I am pleased to share with you the innovations which have emerged for congregational engagement related to the mission of HHS specifically, and as a case study on the potential for RCE to build capacity among congregations for partnership with a wide spectrum of issues in all federal departments. This includes extending the outcomes of partnership between these departments and the White House Center on Faith Based and Neighborhood Organizations.
The “experiment” which began eight years ago, has now fully structured “Regional Clergy Engagement” and established the framework for links between the clergy and congregation as the core base of the Religion Sector and the other community sectors: government, education, human services and business.
The capacity of what can be accomplished based on these innovations, on a regional basis throughout the nation, has been confirmed through the initial projects and consultations on both coasts, with the Mayor’s Office in Riverside, CA and the Department of Senior Services of Westchester County, NY. Furthermore, the components and methodology have application by HHS and any other civic sectors’ entities in areas where “Regional Clergy Engagement” has not been implemented. We know the mode for engaging 400 organized clergy colleagues and we, the clergy and civic leaders, have seen what can be accomplished.
Selected from a legislator briefing…
In my conversations with a Director at HHS, I was asked to provide a model “Congregational Certificate” as it would relate to Michelle Obama’s “Let’s Move.” I was asked to follow up with the HHS Region IX Director at that time. In subsequent meetings, I provided a design of a plan which would utilize the “Regional Clergy Engagement” components and methodology including the “Certificate” and “Tracking System” to establish a Peninsula based pilot as the centerpiece for an HHS state-wide congregation based initiative.
We are confident of the impact that would result from the combined engagement of a regional cadre of congregations and the prestige of HHS. The value of this “Certificate” process would be advanced through personal endorsement of the clergy of every faith with their denominational colleagues at the state and national level, proud of the role of their congregations in initiating this landmark accomplishment.
I recently heard Michelle Obama in a TV interview express her commitment to “Let’s Move” initiatives which will have a concrete impact.

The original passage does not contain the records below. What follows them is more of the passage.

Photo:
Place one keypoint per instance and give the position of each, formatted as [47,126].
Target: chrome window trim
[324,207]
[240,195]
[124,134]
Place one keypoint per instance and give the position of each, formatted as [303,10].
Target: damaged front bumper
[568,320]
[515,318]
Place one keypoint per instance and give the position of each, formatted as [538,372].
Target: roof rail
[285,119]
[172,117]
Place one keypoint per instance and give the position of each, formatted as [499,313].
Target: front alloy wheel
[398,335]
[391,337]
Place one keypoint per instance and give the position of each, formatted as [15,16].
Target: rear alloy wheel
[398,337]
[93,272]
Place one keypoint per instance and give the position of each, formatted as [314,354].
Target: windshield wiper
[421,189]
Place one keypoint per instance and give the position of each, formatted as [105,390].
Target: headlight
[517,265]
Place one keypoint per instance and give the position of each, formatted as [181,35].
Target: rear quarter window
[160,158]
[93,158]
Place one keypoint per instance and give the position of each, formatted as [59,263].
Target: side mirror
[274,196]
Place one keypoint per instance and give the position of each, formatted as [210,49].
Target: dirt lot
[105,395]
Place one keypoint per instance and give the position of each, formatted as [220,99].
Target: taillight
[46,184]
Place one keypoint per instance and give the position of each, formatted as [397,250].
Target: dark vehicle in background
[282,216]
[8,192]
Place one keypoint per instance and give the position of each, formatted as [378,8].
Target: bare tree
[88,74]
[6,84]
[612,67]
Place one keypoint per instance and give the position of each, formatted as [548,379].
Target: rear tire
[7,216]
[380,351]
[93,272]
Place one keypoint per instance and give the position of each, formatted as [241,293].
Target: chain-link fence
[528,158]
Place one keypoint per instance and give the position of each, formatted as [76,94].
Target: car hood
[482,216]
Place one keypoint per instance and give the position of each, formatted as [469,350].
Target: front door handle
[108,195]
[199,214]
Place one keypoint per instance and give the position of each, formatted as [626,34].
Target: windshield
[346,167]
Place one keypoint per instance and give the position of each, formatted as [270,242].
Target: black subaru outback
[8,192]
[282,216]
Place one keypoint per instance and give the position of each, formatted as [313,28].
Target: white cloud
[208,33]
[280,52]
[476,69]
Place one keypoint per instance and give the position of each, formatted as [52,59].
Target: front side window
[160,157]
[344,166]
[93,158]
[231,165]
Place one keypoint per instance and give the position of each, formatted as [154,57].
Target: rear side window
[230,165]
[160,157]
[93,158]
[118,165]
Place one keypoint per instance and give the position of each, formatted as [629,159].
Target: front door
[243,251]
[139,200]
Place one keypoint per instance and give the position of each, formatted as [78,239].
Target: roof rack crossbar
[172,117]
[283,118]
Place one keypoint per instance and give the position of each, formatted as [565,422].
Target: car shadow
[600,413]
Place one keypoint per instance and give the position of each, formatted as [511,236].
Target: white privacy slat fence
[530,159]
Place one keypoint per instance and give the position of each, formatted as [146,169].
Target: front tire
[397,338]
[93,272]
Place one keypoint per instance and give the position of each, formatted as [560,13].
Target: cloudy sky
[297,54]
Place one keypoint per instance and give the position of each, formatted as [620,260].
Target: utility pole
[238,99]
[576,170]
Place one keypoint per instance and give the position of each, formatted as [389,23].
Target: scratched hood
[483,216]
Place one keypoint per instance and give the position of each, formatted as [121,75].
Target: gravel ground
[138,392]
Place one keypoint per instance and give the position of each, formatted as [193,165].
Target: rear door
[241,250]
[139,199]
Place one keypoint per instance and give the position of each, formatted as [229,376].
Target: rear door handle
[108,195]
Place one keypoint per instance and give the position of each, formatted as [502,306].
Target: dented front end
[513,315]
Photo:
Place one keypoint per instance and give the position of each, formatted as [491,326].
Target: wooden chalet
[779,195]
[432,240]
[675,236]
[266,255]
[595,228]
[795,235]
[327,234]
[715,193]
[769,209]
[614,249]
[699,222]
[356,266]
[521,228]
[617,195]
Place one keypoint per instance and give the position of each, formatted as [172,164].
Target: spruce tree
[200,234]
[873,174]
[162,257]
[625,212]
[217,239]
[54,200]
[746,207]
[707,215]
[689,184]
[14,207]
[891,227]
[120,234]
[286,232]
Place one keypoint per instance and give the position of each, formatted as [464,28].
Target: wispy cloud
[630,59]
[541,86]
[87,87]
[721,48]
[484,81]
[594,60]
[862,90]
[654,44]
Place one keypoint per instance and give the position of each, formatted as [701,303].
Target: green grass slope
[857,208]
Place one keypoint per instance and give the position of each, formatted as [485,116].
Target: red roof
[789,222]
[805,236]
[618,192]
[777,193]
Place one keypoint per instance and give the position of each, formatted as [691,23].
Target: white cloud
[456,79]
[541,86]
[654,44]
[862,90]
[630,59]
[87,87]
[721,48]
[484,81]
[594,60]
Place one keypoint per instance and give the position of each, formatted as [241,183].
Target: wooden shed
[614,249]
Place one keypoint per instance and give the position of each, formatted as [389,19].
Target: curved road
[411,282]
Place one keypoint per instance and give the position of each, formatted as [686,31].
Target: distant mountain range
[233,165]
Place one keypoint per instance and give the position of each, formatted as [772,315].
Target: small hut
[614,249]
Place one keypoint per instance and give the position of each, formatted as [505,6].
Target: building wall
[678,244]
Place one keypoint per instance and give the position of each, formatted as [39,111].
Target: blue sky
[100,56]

I can only imagine the impact of a letter from Michelle Obama, personally addressed to Peninsula clergy, and her signature on each Certificate earned by a congregation. This capacity to achieve neighborhood by neighborhood engagement on her part would engage their partnership, directly mobilizing individuals in congregations and those they impact throughout the community. The result – a concrete initiative in which clergy and congregations model for their denominational counterparts a county by county impact statewide.
This HHS statement, issued in conjunction with a proposal for CPPW projects (Communities Putting Prevention to Work), clearly reflects an awareness of the need for an innovative capacity for personal constituent engagement. The references in this statement is actually epitomized by the status of these clergy and congregation in the neighborhoods of every local community across the county.